Les manuscrits latins et français de ce livre se multiplièrent pendant tout le
XVIIème siècle et eurent de nombreux lecteurs, si bien qu'en 1684, le
théologien Diecman consacra un ouvrage spécial à le réfuter :
Schediasma inaugurale de naturalismo tum aliorum tum maxime J. Bodini.
M. Baudrillart, dans son savant écrit sur
Jean Bodin et son temps, regarde comme certain que Bodin a fait exprimer ses propres pensées par Toralba. C'est aussi l'opinion de M. L. Noack qui, le premier, a édité l'
Heptaplomerès (53).
Jacques Gillot écrit à Scaliger (09
février 1607) au sujet de l'
Heptaplomerès : « C'est un livre bien fait, mais fort dangereux, parce qu'il se moque de toutes les
religions et enfin conclut qu'il n'y en a point.
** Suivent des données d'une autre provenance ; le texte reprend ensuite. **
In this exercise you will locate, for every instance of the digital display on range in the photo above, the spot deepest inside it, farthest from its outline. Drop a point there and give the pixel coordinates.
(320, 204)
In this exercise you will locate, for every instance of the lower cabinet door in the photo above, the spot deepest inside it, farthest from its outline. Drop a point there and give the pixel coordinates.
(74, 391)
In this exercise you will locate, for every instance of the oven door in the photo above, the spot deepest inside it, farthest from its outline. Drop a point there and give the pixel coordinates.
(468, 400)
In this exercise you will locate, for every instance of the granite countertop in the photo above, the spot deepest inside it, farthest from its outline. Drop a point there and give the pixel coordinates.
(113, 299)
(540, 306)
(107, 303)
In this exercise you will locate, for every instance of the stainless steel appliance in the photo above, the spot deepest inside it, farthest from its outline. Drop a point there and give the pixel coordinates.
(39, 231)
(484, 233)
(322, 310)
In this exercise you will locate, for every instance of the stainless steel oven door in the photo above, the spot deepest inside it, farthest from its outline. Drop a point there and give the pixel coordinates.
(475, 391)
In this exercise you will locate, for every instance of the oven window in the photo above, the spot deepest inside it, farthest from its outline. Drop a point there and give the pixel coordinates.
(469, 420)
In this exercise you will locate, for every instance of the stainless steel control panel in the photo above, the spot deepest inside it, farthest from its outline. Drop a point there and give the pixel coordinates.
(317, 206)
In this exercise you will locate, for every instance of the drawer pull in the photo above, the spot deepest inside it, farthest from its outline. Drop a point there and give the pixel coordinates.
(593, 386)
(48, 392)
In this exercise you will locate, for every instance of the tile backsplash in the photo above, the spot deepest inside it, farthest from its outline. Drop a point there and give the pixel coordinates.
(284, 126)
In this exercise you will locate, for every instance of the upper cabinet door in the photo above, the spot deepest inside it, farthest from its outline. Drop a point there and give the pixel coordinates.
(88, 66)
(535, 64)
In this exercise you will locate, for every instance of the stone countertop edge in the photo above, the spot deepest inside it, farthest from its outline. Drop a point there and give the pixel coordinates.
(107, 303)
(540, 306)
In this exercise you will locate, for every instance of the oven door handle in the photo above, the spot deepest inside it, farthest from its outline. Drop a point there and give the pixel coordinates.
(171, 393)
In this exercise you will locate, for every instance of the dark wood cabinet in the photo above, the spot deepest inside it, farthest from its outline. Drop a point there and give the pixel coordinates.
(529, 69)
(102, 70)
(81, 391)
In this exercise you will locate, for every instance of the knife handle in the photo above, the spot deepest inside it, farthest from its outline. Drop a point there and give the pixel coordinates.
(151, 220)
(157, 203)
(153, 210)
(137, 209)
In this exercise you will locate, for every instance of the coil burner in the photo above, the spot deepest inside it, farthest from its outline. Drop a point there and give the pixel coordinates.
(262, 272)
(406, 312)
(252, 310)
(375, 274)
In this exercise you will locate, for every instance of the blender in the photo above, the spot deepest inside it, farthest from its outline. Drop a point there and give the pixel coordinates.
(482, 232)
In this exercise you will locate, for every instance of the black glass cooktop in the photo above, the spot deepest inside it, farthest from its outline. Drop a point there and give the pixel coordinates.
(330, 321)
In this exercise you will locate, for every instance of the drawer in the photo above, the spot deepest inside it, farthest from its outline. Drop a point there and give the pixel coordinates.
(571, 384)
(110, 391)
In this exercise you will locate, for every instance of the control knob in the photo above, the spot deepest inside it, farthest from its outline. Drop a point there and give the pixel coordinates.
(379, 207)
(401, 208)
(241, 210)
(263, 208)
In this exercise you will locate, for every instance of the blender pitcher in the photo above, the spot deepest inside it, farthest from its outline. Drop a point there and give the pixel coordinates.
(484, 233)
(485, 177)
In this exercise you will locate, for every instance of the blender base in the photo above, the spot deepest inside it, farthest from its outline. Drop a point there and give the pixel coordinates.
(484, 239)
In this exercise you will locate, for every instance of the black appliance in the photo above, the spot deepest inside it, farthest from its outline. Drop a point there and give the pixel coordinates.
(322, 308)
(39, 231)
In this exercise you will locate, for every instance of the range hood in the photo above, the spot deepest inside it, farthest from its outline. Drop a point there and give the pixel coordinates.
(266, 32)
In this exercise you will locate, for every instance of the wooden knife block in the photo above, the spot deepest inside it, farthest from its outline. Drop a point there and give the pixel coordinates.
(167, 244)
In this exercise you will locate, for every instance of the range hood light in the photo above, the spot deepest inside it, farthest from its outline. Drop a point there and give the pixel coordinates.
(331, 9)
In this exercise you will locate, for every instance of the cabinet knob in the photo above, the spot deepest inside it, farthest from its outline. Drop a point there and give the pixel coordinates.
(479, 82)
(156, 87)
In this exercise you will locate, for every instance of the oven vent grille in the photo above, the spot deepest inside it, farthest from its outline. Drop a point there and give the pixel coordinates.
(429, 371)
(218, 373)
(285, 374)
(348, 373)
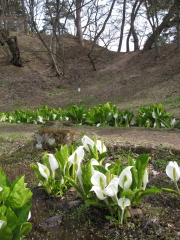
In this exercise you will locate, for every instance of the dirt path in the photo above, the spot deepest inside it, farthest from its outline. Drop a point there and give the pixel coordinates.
(128, 137)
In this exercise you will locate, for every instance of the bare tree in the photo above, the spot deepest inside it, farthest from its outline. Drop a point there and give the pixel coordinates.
(157, 29)
(78, 22)
(122, 26)
(12, 43)
(132, 30)
(98, 34)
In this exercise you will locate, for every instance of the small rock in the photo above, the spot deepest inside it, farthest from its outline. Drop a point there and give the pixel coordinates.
(74, 204)
(135, 211)
(51, 222)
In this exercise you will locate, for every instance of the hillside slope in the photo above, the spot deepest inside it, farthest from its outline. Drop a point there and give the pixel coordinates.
(129, 80)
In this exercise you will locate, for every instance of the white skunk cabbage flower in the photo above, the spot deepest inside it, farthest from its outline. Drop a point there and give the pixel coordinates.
(173, 171)
(125, 178)
(99, 183)
(53, 163)
(145, 178)
(85, 141)
(44, 171)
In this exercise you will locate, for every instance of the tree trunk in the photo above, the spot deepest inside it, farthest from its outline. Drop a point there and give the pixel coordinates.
(178, 24)
(122, 26)
(132, 29)
(78, 22)
(149, 42)
(13, 47)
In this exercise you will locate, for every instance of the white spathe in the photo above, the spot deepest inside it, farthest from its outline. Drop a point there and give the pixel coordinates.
(80, 155)
(123, 203)
(173, 171)
(44, 171)
(85, 141)
(145, 178)
(100, 146)
(125, 178)
(99, 183)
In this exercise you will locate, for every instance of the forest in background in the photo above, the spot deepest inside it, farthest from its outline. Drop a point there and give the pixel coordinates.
(126, 24)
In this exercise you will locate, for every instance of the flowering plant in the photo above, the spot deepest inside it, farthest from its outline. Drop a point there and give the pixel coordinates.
(14, 208)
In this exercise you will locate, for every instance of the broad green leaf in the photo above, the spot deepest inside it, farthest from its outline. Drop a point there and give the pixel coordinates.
(62, 156)
(6, 233)
(100, 169)
(116, 167)
(171, 190)
(12, 220)
(23, 212)
(141, 193)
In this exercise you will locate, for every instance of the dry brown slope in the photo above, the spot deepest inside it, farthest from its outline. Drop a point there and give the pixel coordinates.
(129, 80)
Aussi l'auteur n'en avait-il point lui-même : il mourut comme un
chien,
sine ullo sensus pietatis, n'étant ni juif, ni chrétien. » Le même écrivain ajoute : « Bodin était un étrange
compagnon en fait de
religion. Il mourut de la peste, à
Laon, en 1596, assez vieil et ne dit pas un mot de Jésus-Christ.» Le
protestant Grotius déclare que Bodin avait fait de grandes brèches à safoi par ses habitudes avec les Juifs »
(54).
Il y a deux choses à remarquer à propos de l'
Heptaplomerès et de son auteur : d'abord, l'origine à demi-juive de Bodin. Une tradition constante affirme qu'il avait pour m~re une juive, d'une de ces familles èmigrées d'Espagne qui vivaient en France sous la
tolérance tacite des autorités locales. Nous y reviendrons dans les dernières pages de cette étude.
Ensuite c'est à
Venise que Bodin place la scène de ces entretiens. Or c'était un des foyers du Socinianisme, et les Rose-Croix y eurent aussi des intelligences.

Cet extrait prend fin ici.